Transparante en voorspelbare arbeidsvoorwaarden: (weer) nieuwe regels in het arbeidsrecht.

Trans­pa­ran­te en voor­spel­ba­re ar­beids­voor­waar­den: (weer) nieu­we re­gels in het ar­beids­recht.

wij­zi­gin­gen per 1 au­gus­tus 2022. 

In de afgelopen jaren heeft u als werkgever diverse keren te maken gehad met nieuwe wetgeving op het gebied van het arbeidsrecht. Denk aan de WWZ (2015) en de WAB (2020). Deze zomer staat opnieuw een wijziging op de planning. Geen pakkende afkorting deze keer: het gaat om implementatie van een EU-richtlijn met als doel transparantere en voorspelbaardere arbeidsvoorwaarden. Dit kan direct gevolg hebben voor (het gebruik van) uw arbeidsovereenkomsten.
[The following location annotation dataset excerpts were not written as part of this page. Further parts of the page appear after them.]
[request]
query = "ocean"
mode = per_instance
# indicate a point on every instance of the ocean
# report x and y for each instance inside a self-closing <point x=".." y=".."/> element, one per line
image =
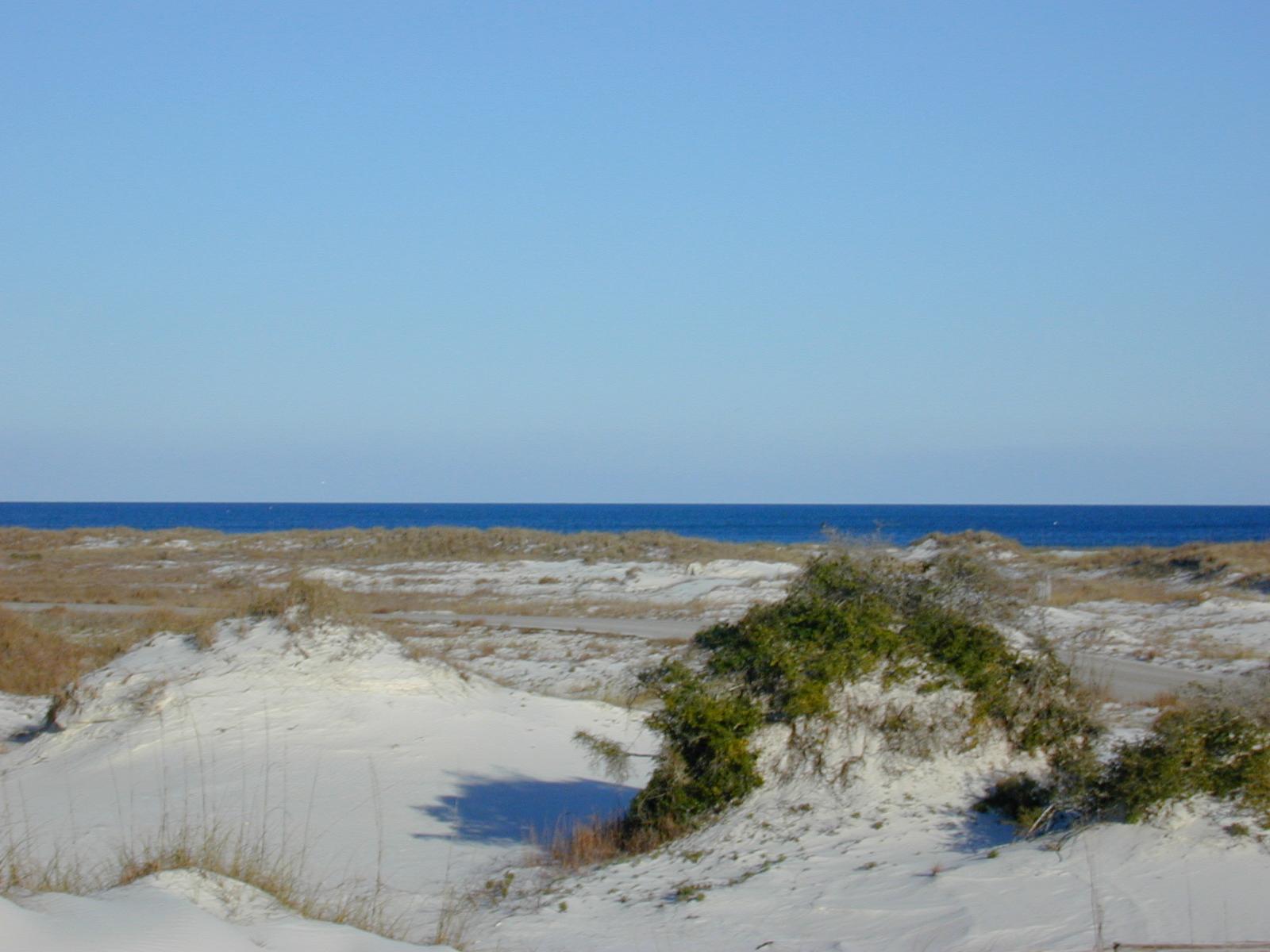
<point x="1056" y="526"/>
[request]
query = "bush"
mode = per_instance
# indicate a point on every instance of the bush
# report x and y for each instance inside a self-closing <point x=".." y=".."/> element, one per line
<point x="302" y="600"/>
<point x="1210" y="747"/>
<point x="706" y="762"/>
<point x="841" y="621"/>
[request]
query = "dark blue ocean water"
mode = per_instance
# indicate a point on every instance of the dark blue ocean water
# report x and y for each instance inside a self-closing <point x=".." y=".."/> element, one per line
<point x="1079" y="526"/>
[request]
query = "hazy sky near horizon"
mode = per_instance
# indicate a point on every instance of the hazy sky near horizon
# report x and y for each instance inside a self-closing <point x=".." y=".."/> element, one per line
<point x="591" y="251"/>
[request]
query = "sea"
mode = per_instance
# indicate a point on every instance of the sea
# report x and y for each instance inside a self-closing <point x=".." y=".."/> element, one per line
<point x="1051" y="526"/>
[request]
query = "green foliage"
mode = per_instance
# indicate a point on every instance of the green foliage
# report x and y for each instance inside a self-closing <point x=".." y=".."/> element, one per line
<point x="842" y="620"/>
<point x="1210" y="747"/>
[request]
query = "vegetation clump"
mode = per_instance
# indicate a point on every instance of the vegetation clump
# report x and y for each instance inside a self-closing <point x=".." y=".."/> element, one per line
<point x="844" y="619"/>
<point x="302" y="601"/>
<point x="1210" y="746"/>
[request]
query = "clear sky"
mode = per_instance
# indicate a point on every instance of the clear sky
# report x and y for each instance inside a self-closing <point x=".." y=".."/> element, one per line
<point x="635" y="251"/>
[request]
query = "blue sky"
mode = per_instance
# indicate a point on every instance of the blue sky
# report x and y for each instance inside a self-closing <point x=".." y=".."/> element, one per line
<point x="736" y="251"/>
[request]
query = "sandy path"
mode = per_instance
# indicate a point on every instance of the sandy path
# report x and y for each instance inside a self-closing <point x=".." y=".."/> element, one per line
<point x="1124" y="679"/>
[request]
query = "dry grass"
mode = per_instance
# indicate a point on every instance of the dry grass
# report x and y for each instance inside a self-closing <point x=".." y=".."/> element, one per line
<point x="302" y="601"/>
<point x="38" y="660"/>
<point x="188" y="568"/>
<point x="1073" y="589"/>
<point x="42" y="653"/>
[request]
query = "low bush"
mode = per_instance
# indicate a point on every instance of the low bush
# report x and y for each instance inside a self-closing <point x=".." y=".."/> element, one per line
<point x="842" y="620"/>
<point x="1210" y="747"/>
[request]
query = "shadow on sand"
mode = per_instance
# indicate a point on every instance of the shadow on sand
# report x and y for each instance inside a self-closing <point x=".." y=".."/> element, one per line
<point x="520" y="809"/>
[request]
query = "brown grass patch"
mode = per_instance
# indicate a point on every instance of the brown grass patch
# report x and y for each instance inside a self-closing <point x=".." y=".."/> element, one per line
<point x="575" y="847"/>
<point x="38" y="660"/>
<point x="302" y="600"/>
<point x="1073" y="589"/>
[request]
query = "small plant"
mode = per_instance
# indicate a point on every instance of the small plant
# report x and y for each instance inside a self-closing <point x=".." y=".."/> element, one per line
<point x="1212" y="747"/>
<point x="302" y="601"/>
<point x="690" y="892"/>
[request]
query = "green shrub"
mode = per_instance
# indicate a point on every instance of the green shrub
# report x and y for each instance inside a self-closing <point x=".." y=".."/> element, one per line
<point x="841" y="621"/>
<point x="706" y="762"/>
<point x="1210" y="747"/>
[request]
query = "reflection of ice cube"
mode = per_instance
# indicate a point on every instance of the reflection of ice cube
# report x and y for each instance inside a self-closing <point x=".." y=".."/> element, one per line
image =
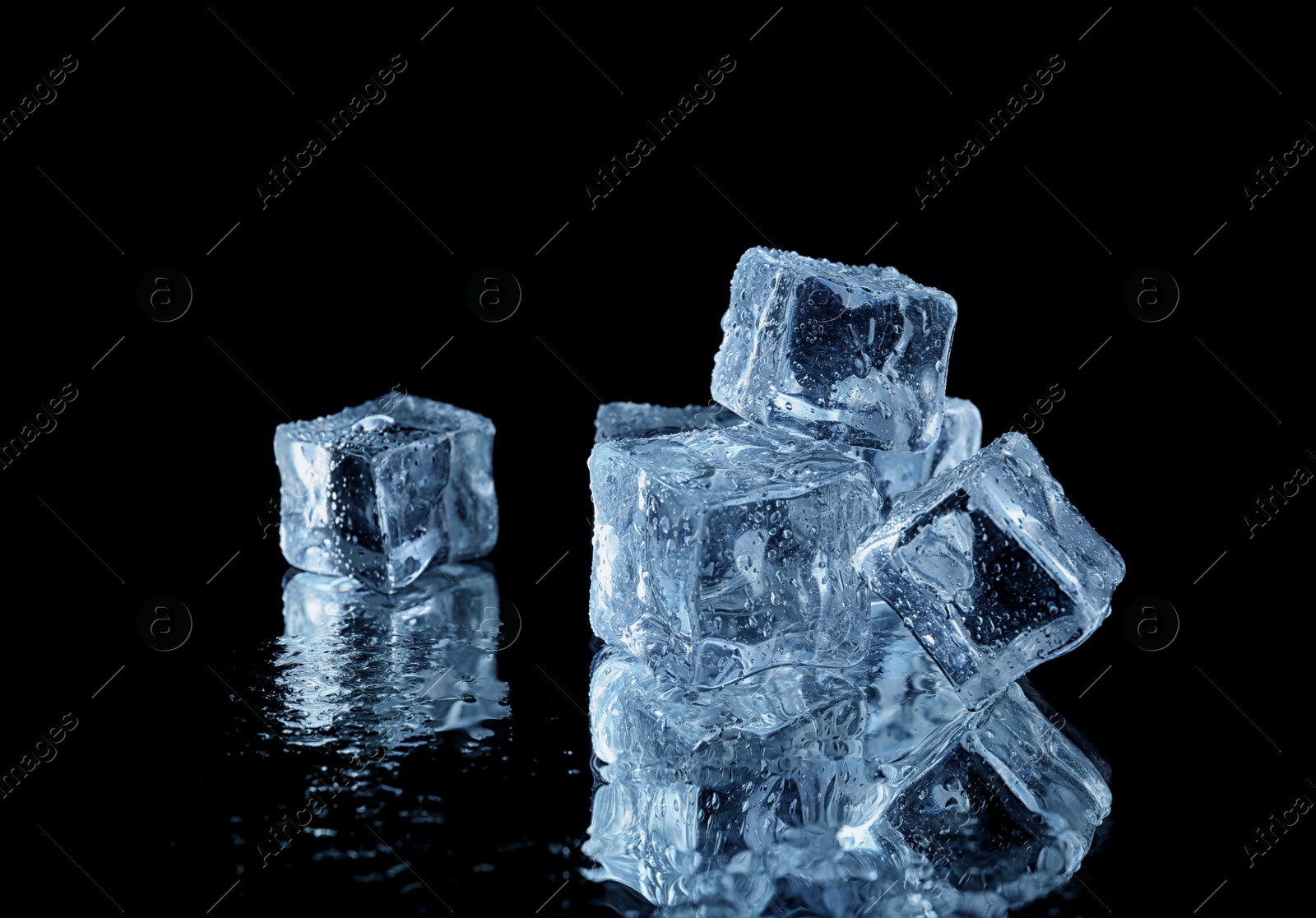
<point x="993" y="568"/>
<point x="721" y="553"/>
<point x="868" y="790"/>
<point x="849" y="354"/>
<point x="420" y="661"/>
<point x="770" y="777"/>
<point x="379" y="496"/>
<point x="1008" y="814"/>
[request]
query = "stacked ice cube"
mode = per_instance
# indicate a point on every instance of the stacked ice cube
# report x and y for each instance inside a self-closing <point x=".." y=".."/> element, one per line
<point x="819" y="595"/>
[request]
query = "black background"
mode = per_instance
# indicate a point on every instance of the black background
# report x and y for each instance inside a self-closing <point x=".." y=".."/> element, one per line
<point x="352" y="280"/>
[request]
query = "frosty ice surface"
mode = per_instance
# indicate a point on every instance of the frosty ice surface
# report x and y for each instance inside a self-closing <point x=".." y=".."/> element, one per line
<point x="832" y="351"/>
<point x="382" y="489"/>
<point x="721" y="553"/>
<point x="993" y="568"/>
<point x="622" y="420"/>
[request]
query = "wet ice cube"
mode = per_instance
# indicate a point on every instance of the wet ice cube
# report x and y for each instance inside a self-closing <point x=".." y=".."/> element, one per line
<point x="382" y="489"/>
<point x="890" y="707"/>
<point x="993" y="568"/>
<point x="760" y="788"/>
<point x="961" y="437"/>
<point x="624" y="420"/>
<point x="1010" y="813"/>
<point x="721" y="553"/>
<point x="833" y="351"/>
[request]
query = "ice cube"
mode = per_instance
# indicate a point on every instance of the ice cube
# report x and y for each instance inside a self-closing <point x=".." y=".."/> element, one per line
<point x="807" y="786"/>
<point x="961" y="437"/>
<point x="624" y="420"/>
<point x="832" y="351"/>
<point x="993" y="568"/>
<point x="1008" y="814"/>
<point x="721" y="553"/>
<point x="365" y="667"/>
<point x="382" y="489"/>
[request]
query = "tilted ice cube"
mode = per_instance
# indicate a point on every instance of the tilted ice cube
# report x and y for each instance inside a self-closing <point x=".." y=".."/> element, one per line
<point x="993" y="568"/>
<point x="624" y="420"/>
<point x="721" y="553"/>
<point x="359" y="665"/>
<point x="961" y="437"/>
<point x="382" y="489"/>
<point x="1007" y="816"/>
<point x="849" y="354"/>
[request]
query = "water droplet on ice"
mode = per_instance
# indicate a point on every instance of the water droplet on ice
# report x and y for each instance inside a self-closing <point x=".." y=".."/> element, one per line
<point x="373" y="423"/>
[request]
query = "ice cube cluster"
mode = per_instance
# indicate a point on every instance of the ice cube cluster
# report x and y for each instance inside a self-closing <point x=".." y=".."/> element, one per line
<point x="820" y="599"/>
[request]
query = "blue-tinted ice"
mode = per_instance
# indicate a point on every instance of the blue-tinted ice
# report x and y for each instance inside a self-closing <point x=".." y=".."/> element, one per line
<point x="850" y="354"/>
<point x="721" y="553"/>
<point x="362" y="665"/>
<point x="625" y="420"/>
<point x="993" y="568"/>
<point x="382" y="489"/>
<point x="869" y="790"/>
<point x="961" y="437"/>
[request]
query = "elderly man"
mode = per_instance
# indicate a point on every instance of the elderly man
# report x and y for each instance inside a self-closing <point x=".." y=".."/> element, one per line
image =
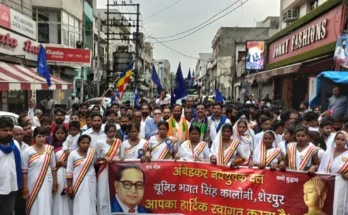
<point x="72" y="100"/>
<point x="338" y="103"/>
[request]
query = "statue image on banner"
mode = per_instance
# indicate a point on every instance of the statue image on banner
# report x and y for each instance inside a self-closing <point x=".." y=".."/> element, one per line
<point x="314" y="196"/>
<point x="129" y="188"/>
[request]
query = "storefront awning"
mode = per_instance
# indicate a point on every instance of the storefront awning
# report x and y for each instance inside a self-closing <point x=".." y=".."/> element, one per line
<point x="263" y="76"/>
<point x="16" y="77"/>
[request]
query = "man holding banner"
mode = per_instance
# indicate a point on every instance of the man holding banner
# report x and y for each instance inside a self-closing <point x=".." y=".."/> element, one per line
<point x="129" y="189"/>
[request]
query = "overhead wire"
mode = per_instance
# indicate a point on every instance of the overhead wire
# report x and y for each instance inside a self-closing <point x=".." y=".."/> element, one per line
<point x="242" y="3"/>
<point x="191" y="29"/>
<point x="164" y="9"/>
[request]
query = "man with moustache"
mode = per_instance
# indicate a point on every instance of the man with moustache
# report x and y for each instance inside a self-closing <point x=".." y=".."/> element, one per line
<point x="28" y="132"/>
<point x="124" y="130"/>
<point x="151" y="125"/>
<point x="129" y="190"/>
<point x="10" y="171"/>
<point x="59" y="117"/>
<point x="46" y="124"/>
<point x="178" y="126"/>
<point x="166" y="114"/>
<point x="202" y="122"/>
<point x="190" y="104"/>
<point x="96" y="132"/>
<point x="188" y="113"/>
<point x="18" y="135"/>
<point x="145" y="111"/>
In dit artikel zetten we de hoofdlijnen voor u als werkgever op een rij.

1. Nevenwerkzaamhedenbeding

In veel arbeidsovereenkomsten staat een zogenaamd nevenwerkzaamhedenbeding met daarin de afspraak dat de werknemer naast zijn baan alleen met toestemming van werkgever een andere functie of activiteit mag uitvoeren. Dit algemene verbod is straks niet meer geldig. Een werkgever mag werknemers alleen met een objectieve reden de nevenactiviteiten beletten. Denk dan aan veiligheid en gezondheid of de bescherming van vertrouwelijke informatie. Let wel: een werknemer dient tijdens de afgesproken werktijden beschikbaar te blijven voor zijn werk. Dat uitgangspunt blijft gewoon staan.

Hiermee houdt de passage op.